Los estudios son tantos, en fin, y sus -conclusiones se airean con tanta alegría y, a menudo, con tan escaso rigor (supongo que los investigadores necesitan llamar la atención para seguir consiguiendo fondos), que de su lectura se deduce que somos una especie de robots orgánicos. Y lo peor es que todo esto, todo este biologismo exacerbado, puede tener consecuencias.
El año pasado se publicaron dos estudios semejantes, uno en EU y otro en Canadá, sobre unos experimentos realizados con estudiantes universitarios. La cosa consistía en que los estudiantes tenían que resolver un serie de problemas matemáticos; se les dijo que, por un error informático, podían consultar las respuestas sin que nadie se enterase, pero se les pidió que no las mirarán: Previamente, la mitad de los sujetos había tenido que leer un texto en que se aseguraba que la gente culta no creía en el libre albedrío. ¿Adivinan ya lo que sucedió? Pues que el grupo que había leído el texto que negaba el libre albedrío hizo muchas más trampas.
Tampoco sé si estos resultados son del todo fiables; pero, si lo son, dibujan un panorama social inquietante. Vivimos en un mundo en el que hablar de la responsabilidad personal y del propio deber no está muy de moda. Incluso se considera antiguo, un poco represivo, tal vez reaccionario. Y encima, se nos bombardea todos los días con un cientifismo light que nos repite que nuestra voluntad es un espejismo y que estamos biológicamente programados. Es como la conocida fábula de la rana y el alacrán. Es un permiso tácito para poder picar el lomo de la rana que nos está sirviendo de barca. Picar y decir: no lo puedo remediar, es mi naturaleza. Picar y por consiguiente suicidarnos.

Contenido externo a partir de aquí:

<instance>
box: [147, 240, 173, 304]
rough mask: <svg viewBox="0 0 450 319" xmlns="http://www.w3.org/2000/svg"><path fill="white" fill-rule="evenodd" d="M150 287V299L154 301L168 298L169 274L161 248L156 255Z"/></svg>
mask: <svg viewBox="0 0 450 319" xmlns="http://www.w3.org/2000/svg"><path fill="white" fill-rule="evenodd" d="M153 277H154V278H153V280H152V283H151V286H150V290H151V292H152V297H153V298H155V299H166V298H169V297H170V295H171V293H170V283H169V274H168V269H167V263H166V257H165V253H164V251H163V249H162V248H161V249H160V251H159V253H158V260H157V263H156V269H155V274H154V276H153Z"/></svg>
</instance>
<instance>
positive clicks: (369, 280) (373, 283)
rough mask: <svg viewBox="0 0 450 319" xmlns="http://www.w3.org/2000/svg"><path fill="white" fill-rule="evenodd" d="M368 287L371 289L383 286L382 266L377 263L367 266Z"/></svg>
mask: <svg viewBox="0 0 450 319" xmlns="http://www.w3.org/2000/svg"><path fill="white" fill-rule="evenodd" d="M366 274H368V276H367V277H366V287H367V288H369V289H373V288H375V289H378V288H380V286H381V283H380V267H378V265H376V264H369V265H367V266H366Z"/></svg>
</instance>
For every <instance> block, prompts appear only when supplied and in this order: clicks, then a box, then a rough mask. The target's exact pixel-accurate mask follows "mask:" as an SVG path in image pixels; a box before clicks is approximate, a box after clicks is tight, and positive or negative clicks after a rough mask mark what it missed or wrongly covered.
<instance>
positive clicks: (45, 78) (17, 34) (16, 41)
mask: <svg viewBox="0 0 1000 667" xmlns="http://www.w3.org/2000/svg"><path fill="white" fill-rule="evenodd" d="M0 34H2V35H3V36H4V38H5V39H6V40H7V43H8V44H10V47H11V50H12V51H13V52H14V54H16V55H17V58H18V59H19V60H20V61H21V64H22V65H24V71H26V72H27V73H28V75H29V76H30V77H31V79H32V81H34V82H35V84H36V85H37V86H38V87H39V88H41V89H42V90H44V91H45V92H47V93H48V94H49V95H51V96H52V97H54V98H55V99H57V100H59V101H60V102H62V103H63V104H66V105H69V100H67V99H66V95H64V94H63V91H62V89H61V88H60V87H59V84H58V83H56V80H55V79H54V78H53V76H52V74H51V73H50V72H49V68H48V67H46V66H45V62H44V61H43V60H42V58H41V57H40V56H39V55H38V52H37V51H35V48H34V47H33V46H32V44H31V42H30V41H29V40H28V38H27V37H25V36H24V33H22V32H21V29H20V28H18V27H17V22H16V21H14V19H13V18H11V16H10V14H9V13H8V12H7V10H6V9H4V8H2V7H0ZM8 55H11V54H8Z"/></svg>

Pero a mí el alacrán siempre me ha parecido un completo imbécil. Y es imbécil precisamente porque es malvado: soy de los que creen que puede haber verdadera sabiduría sin bondad (pero ésa es otra historia). En cualquier caso, tengo claro que el alacrán elige, pese a lo que diga; como también estoy segura de que los humanos elegimos. Obviamente somos hijos del azar y no controlamos lo que sucede. A veces el abanico de posibilidades es ínfimo, pero siempre hay un pequeño resquicio, alguna opción. Un preso judío sometido al horror de un campo de exterminio nazi, por ejemplo, poco puede hacer en apariencia, salvo sufrir y morir. Y sin embargo, como demuestran los testimonios de gente que pasó por esa terrible experiencia, incluso ahí, en ese desolado extremo de la vida, hubo gente-que mantuvo la generosidad y la entereza y ayudó en lo posible a sus compañeros, y otros, en -cambio, sólo atinaron a sacar lo peor de sí mismos. Sí, siempre hay elección, por diminuta que sea. Y en ese leve espasmo de nuestra voluntad, nos jugamos la dignidad y la vida.